“In molte e molti ieri si domandavano – data la giovane età – perché fosse comparsa la scritta ALDRO VIVE sul nostro palco”.
Comincia così il post pubblicato lo scorso 9 giugno su Facebook da Alberto Guidetti, in arte Bebo – voce, sintetizzatore e drum machine della band bolognese Lo Stato Sociale. La scritta, apparsa anche al grande concerto dell’8 giugno al Carroponte di Sesto San Giovanni (Milano), verrà portata in giro per l’Italia dalla band tutta l’estate in occasione del loro Una vita in vacanza Tour.
Questa dedica ha lo scopo dichiarato di mantenere viva la memoria di Federico Aldrovandi, studente ferrarese morto il 25 settembre 2005 in seguito ad uno scontro violento con quattro agenti di polizia sulle strade di Ferrara. “La vicenda è stata insabbiata e nessuno di quei quattro ha mai visto un giorno di carcere. Ci dispiace per loro perché la nostra memoria è la vostra condanna”, continua Bebo nel suo post.
Così, dopo averlo ricordato anche sul palco del Festival di Sanremo, Lo Stato Sociale quest’anno ha fatto apparire una scritta di polistirolo dorata che legge “Aldro vive” durante i concerti del loro tour Una vita in vacanza.
Gruppo indie pop formatosi nel 2009 a Bologna, negli ultimi anni Lo Stato Sociale si è trasformato da band di nicchia in un fenomeno del pop italiano, aggiudicandosi il secondo posto a Sanremo 2018 con la loro canzone Una vita in vacanza ed riempendo stadi e palazzetti in tutta Italia.
Da anni il gruppo di Bologna si impegna per ricordare lo studente ferrarese, loro coetaneo. Nell’album Turisti della Democrazia, nel 2012, il nome di Federico è citato nel brano Abbiamo Vinto la Guerra. Ma il loro impegno in questo senso nasce prima, nel fatidico settembre 2005. Al tempo soltanto amici, i futuri componenti de Lo Stato Sociale sono tra i primi a parlare dell’accaduto in radio il giorno successivo. Partecipano, nei mesi seguenti, a diversi cortei, perchè “sarebbe potuto capitare a noi”.
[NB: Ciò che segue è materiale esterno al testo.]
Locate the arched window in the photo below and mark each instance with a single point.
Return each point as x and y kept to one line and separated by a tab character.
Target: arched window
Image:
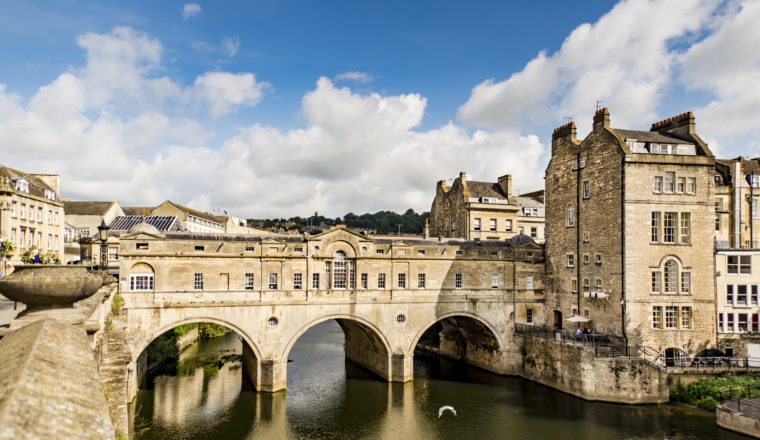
671	276
340	270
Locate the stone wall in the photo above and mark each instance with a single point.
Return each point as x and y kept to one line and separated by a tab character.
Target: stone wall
576	370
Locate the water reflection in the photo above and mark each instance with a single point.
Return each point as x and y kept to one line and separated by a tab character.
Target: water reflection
329	398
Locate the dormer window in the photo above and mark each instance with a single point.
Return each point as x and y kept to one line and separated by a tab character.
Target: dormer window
22	185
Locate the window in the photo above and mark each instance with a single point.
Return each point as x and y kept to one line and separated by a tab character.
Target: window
657	316
670	220
671	317
691	185
685	283
655	227
140	282
685	317
741	295
685	228
739	264
671	275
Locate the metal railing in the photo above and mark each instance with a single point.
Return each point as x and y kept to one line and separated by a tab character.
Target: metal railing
743	395
604	345
721	363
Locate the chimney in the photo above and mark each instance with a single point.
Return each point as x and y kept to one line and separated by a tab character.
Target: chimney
682	124
505	183
601	119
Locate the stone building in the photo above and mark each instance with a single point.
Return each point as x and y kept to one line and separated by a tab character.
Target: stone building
630	230
31	212
485	211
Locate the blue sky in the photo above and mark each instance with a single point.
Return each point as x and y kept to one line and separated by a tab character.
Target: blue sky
268	108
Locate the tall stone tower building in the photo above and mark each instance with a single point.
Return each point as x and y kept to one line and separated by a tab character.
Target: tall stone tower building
630	225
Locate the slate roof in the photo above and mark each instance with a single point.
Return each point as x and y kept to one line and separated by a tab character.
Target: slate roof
485	189
651	136
86	208
36	186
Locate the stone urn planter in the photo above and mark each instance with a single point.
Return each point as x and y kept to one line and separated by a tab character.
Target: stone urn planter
49	286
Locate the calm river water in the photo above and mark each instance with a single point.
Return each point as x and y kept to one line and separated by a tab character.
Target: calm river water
328	398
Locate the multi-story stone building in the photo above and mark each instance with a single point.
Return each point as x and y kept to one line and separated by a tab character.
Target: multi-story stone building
630	230
31	213
485	211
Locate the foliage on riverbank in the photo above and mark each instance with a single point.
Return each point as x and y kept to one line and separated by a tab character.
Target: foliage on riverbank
706	393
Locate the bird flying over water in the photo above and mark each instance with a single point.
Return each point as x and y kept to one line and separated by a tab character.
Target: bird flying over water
444	408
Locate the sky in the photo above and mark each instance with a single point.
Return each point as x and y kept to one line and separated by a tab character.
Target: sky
272	108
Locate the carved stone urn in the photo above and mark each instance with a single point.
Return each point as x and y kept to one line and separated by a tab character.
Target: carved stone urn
49	286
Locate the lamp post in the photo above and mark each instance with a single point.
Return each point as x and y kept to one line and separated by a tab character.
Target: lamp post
103	235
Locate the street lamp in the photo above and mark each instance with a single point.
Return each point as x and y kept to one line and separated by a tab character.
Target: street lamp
103	235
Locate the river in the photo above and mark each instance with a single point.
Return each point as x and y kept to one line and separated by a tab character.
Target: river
329	398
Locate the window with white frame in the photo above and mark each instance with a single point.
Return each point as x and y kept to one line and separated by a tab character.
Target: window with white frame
570	216
739	264
140	282
671	317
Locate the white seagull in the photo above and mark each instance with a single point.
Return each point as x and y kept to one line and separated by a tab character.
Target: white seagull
444	408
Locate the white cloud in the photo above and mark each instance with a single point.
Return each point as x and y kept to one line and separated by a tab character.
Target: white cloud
359	77
225	91
190	10
625	59
230	46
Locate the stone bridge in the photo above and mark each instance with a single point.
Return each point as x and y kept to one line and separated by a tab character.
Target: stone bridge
385	293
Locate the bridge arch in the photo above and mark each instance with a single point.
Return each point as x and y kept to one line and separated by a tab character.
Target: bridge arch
365	344
145	339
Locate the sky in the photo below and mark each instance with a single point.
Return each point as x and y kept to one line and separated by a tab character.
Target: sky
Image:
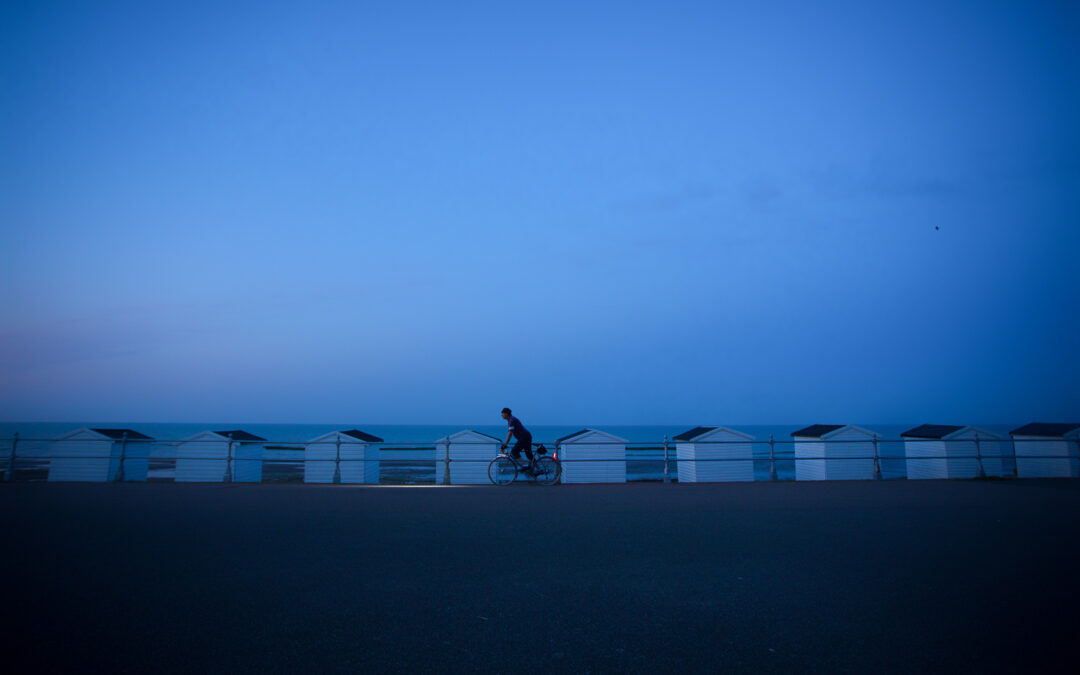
594	213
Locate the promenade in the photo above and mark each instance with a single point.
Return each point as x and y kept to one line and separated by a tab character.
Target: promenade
853	577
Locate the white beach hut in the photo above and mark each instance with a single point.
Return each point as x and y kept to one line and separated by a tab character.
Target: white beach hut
1045	449
217	456
470	454
949	451
834	453
714	454
605	457
95	455
352	455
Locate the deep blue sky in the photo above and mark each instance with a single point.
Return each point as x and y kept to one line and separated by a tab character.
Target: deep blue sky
625	213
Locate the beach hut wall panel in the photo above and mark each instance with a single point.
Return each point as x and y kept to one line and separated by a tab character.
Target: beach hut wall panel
470	454
603	457
204	457
94	455
1045	450
834	453
949	451
714	455
359	457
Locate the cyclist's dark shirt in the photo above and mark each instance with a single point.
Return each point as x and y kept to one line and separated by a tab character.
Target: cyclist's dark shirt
517	429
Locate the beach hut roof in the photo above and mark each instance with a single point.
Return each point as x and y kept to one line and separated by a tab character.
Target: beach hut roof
817	431
931	431
119	434
823	431
467	432
239	434
588	431
1047	430
116	434
697	432
946	431
360	435
693	433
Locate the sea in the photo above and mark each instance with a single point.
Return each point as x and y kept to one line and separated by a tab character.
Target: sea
408	458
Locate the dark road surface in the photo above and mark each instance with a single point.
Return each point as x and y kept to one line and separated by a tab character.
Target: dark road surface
791	577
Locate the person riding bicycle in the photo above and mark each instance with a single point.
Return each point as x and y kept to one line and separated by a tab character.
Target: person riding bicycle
522	435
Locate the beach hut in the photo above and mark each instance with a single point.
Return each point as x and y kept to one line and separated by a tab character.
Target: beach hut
351	455
216	456
714	454
834	453
1047	449
950	451
470	454
605	457
95	455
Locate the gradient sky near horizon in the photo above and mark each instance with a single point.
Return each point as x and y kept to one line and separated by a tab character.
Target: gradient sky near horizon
595	213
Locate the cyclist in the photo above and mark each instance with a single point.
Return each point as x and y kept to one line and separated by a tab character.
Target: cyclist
522	435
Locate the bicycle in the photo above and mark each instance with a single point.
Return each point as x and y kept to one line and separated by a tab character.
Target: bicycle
504	469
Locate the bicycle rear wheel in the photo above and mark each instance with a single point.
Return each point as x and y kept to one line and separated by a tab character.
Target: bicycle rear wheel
502	470
548	471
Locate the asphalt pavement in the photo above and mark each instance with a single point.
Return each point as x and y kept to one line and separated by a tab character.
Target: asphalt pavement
853	577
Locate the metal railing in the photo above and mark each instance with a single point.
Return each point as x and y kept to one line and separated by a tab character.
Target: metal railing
231	453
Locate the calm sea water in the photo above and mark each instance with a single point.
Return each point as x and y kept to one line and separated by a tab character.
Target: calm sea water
413	458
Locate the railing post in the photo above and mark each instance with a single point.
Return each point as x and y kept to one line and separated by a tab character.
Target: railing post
446	462
667	475
877	462
1015	463
980	473
337	460
11	460
123	454
772	459
228	464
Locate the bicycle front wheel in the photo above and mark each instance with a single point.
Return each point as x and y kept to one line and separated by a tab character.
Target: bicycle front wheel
548	471
502	470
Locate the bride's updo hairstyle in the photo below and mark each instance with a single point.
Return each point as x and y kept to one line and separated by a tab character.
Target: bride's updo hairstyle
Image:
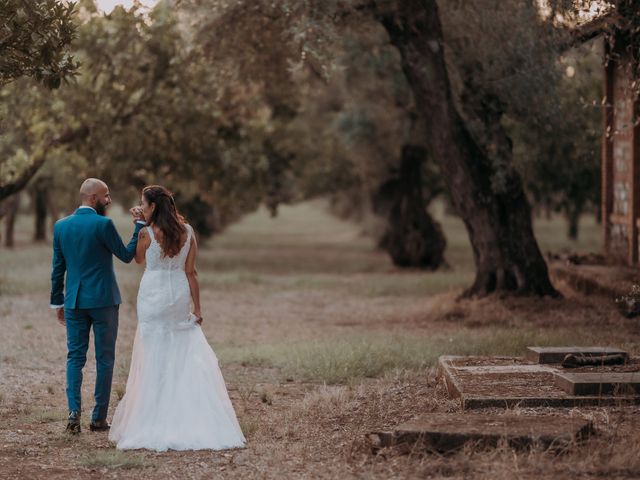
165	216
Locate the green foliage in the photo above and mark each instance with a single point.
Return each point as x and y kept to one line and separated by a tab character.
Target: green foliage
34	41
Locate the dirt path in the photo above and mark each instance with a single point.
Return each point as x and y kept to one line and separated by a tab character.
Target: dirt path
264	288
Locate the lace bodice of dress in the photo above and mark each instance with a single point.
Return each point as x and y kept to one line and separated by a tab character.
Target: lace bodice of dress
155	259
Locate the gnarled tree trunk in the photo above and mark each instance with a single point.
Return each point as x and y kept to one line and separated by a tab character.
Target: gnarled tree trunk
40	207
412	238
11	210
498	219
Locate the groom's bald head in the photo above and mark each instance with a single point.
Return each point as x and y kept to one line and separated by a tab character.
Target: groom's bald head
95	193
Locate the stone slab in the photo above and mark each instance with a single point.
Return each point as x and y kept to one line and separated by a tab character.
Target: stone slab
507	382
557	354
605	383
450	432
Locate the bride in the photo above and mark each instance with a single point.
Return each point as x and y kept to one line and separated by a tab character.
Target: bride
175	397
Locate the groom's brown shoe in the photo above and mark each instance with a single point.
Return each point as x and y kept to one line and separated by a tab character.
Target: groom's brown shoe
99	426
73	423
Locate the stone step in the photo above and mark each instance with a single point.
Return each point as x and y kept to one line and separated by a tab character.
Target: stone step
506	382
599	383
449	432
557	354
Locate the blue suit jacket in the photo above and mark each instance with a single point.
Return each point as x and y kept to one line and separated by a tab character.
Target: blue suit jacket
83	246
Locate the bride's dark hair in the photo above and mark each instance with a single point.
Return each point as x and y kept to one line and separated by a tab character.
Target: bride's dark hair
166	217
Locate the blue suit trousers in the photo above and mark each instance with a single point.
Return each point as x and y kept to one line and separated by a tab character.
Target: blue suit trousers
105	331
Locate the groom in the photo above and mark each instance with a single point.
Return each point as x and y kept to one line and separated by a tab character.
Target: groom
83	246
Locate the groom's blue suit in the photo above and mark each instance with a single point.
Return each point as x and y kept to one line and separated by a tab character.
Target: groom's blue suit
83	246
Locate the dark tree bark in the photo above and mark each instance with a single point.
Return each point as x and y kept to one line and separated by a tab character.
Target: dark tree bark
11	211
412	237
39	198
498	218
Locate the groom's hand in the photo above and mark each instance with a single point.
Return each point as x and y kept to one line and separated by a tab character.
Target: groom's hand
60	315
136	213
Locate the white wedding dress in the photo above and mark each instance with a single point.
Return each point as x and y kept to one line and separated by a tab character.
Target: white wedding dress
176	397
Federico Aldrovandi: la storia
Tornando a piedi da una serata al locale Link di Bologna alle 6 del mattino, il diciottenne Federico Aldrovandi è sotto effetto di alcune sostanze stupefacenti quando ha una violenta colluttazione con quattro agenti di polizia, che lo descrivono come “invasato violento in evidente stato di agitazione”.
Lo scontro porta alla morte del giovane, trovato dal personale del 118 “riverso a terra, prono con le mani ammanettate dietro la schiena”. Federico è incosciente e non risponde. Ne verrà constatata la morte per arresto cardio-respiratorio e trauma cranico-facciale.
Nel luglio 2009 quattro poliziotti vengono condannati in primo grado per “eccesso colposo nell’uso legittimo delle armi”. La Corte di Cassazione, nel giugno 2012, conferma la condanna a 3 anni e 6 mesi di reclusione.
Federico Aldrovandi e il commento di Matteo Salvini
Nel febbraio 2014, gli agenti sono tornati sul posto di lavoro e sono stati accolti dagli applausi e le standing ovation al congresso del Sindacato Autonomo di Polizia. Contro le polemiche sorte attorno a questa reazione controversa si era scagliato all’epoca l’ora ministro dell’Interno Matteo Salvini.
In un post su Facebook il leader della Lega aveva commentato: “Polemiche contro i POLIZIOTTI del Sap che hanno osato applaudire dei loro colleghi condannati. IO STO CON I POLIZIOTTI, con i Carabinieri, e con chiunque rischia la vita per difendere i Cittadini”.
A oltre dodici anni di distanza dall’accaduto, la vicenda e la successiva sentenza continuano ciclicamente a far discutere. Amnesty International ha definito il processo ai quattro poliziotti Enzo Pontani, Luca Pollastri, Paolo Forlani e Monica Segatto “un lungo e tormentato percorso di ricerca della verità e della giustizia”.